Saturday, May 5, 2007

Student Ratings of Teaching, Part 1

Note: If this long post starts to wear you down, buck up - it is followed by a video of the funniest thing it has been my pleasure to see in a long time - 1:00 of hilarious bunny-filled brilliance. (Thanks, Mom, for telling me about this commercial and "thank you, science.")

In the comments to the post on people’s ability to evaluate an instructor’s personality based on viewing 6 seconds of silent video, Tam asks:

"I also wonder what the results are of studies comparing these factors (the ones that influence student evaluations, or just the results of student evaluations themselves) to actual effectiveness in teaching - i.e., how much students learn."
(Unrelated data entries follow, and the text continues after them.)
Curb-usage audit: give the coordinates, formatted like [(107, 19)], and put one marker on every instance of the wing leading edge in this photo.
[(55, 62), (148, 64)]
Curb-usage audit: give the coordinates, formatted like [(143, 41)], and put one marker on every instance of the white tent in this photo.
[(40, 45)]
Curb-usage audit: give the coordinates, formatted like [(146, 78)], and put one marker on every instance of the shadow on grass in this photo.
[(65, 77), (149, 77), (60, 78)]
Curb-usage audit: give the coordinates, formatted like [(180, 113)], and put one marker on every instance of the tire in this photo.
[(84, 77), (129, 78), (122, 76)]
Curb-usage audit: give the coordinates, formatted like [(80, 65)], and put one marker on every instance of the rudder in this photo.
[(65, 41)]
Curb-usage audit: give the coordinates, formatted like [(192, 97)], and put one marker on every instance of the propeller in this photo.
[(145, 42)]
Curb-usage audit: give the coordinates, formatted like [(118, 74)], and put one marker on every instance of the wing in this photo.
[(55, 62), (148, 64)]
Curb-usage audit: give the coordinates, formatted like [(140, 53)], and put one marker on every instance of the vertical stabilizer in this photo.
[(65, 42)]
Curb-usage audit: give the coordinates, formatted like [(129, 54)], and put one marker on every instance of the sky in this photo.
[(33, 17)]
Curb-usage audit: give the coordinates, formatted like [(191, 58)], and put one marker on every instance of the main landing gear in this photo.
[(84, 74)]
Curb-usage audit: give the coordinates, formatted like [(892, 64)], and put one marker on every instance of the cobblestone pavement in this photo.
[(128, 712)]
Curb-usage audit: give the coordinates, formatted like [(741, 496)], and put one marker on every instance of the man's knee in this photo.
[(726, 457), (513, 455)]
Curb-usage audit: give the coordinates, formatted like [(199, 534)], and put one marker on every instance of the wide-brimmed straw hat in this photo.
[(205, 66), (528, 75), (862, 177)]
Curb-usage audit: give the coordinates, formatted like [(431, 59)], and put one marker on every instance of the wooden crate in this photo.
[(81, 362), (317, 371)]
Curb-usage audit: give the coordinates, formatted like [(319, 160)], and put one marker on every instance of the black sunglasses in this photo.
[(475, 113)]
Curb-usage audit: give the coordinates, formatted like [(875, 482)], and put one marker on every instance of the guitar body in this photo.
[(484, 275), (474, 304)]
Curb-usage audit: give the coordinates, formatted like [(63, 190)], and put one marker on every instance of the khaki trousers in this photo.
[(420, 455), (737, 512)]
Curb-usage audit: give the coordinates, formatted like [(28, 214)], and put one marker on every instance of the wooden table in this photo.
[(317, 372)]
The easy answer is, it depends on whom you ask. The validity of student evaluation of teachers is a matter of great controversy among researchers (to say nothing of the larger general academic public). At the most extreme, this divides into two camps: those who have made research predicated on the necessity that student evaluations are reasonably valid measures a prominent aspect of their career and are tempted to believe this despite the contradictory evidence that may appear and those who believe that student evaluations are of obvious bogosity and are tempted to hold researchers in this area to a standard that perhaps is unfairly rigorous (and that they are unlikely to match in their own areas of interest) such that their opponents can never make a good enough case to satisfy them.

Of course, my own tendencies toward critical assessment make me naturally inclined to be skeptical of student evaluations and a half-assed cursory examination of the literature does not make me any less a tentative ally of those in the second camp.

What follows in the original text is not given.